Gil LeBreton

TCU found a fitting place to honor Fort Worth’s poet laureate, Dan Jenkins

The field, not the press box, is the constant in the Dan Jenkins-TCU story.

The end zone bleachers where he used to sit as a kid and watch the canvas-trousered Horned Frogs play have been leveled and reconstructed. The old Amon G. Carter Stadium press box with its stratospheric vantage point and hand-operated elevator was humanely imploded in 2010.

But the stadium’s playing field remains, linking the two glory eras of TCU football and bridging the remarkable writing career of a man who, by any standard, reigns as the poet laureate of Fort Worth.

“I feel like I’m married to this stadium in many ways, certainly to the field,” Jenkins said Tuesday at TCU. “I’ve been coming to this football field since I was 7 years old. I’m probably one of the last people still around who saw Sam Baugh and Davey O’Brien play on this field.

“I won’t say it warped me, but it did have a lot to do with wanting to be a sportswriter some day.”

Seventy years and more than 500 Sports Illustrated articles and 24 books later, Dan Jenkins’ legacy found a fitting showcase Tuesday. The football stadium press box was formally named the Dan Jenkins Press Box.

“Awards are great,” said Jenkins, 87 years young, “especially when you can be vertical to receive them.”

His writing has made millions smile and laugh, but Jenkins said he wasn’t feeling very funny Tuesday. Instead, he said, “I’m feeling grateful.”

When he was handed a pair of scissors to formally cut the purple ribbon, Jenkins said, “This is actually embarrassing.

“An honor like this is especially important when you reach this stage of my development. I do take it as a very encouraging sign.”

He was hired by the late Blackie Sherrod at the old Fort Worth Press while still a high school student at Paschal. Jenkins’ audience grew exponentially, however, when he moved to Sports Illustrated and later became a fixture on best-seller lists with novels such as “Semi-Tough,” “Dead Solid Perfect” and “Baja Oklahoma.”

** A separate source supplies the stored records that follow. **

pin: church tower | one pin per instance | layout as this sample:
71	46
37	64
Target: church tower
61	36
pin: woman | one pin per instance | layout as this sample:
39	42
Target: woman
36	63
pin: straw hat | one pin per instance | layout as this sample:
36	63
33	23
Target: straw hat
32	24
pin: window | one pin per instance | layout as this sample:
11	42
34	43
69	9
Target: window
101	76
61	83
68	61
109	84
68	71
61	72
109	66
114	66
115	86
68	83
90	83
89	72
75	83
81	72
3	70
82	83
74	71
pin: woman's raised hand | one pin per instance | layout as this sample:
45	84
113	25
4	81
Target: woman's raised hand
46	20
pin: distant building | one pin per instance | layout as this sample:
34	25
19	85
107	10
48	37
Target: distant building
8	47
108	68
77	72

“He’s smart and he’s funny,” said Jerre Todd, a former colleague of Jenkins at the Press and his frequent partner in semi-crime. “Dan Jenkins is a treasure and always will be.”

Jenkins’ wife June and daughter Sally, a decorated sports columnist herself at the Washington Post, were among the audience at Tuesday’s ceremony.

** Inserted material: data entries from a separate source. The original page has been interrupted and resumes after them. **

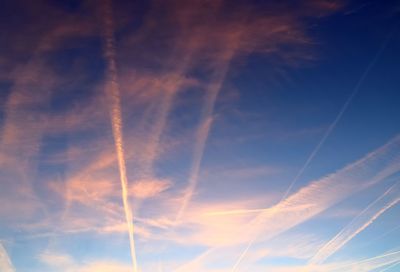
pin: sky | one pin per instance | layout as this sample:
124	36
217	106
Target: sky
199	136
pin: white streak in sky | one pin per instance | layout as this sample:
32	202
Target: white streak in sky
387	200
203	129
326	135
324	193
340	114
113	94
5	262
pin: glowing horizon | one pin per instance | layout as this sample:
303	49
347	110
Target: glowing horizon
199	136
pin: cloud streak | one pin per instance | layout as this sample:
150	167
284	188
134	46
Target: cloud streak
322	194
5	261
387	200
113	94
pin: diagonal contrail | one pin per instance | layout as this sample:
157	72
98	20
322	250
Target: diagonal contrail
203	130
113	94
326	135
384	202
340	114
5	262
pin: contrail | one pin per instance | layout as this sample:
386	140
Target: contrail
327	133
113	94
390	267
389	198
5	262
204	129
340	114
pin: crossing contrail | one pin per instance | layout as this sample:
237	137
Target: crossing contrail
340	114
384	202
203	131
5	262
113	94
327	133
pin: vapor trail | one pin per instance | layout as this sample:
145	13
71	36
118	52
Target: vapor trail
5	262
203	131
384	202
390	267
113	94
319	195
340	114
327	133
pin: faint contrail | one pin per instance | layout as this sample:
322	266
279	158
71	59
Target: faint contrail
203	129
340	114
390	267
327	133
5	262
113	94
389	198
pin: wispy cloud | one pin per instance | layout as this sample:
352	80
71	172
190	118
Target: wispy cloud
5	261
387	200
113	94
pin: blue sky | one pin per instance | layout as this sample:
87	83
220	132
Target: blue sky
199	136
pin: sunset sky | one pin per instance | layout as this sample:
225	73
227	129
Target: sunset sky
199	135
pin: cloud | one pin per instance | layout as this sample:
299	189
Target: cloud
147	188
387	200
5	261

“This probably means as much to him as anything he’s ever won,” Sally said, “just because his heart and soul are in this stadium.”

Even in this, the eighth decade in which he’s written, Jenkins’ wit and confident style endure. He introduced us to Billy Clyde Puckett and Shake Tiller. He originated the line about the Masters not starting “until the back nine on Sunday.”

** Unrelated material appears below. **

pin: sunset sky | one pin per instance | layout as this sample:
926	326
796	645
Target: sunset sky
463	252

“I wish I had copyrighted that,” Jenkins said.

In “Baja Oklahoma,” he also gave us “The 10 Stages of Drunkenness,” a fixture on the walls of men’s rooms in every state.


Stage 9 — Invisible.

Stage 10 — Bulletproof.

Jenkins said again Tuesday that when he passes on, he wants his tombstone to read, “I knew this would happen.”

Let it be recorded, though, that it was the TCU press box, not a headstone, that bore Dan Jenkins’ name Tuesday.

“When you get to be old, they start giving you awards,” he said. “The trick is to live long enough. They just start running out of people to give them to or something.

“I would have been a lot funnier today if I wasn’t so touched.”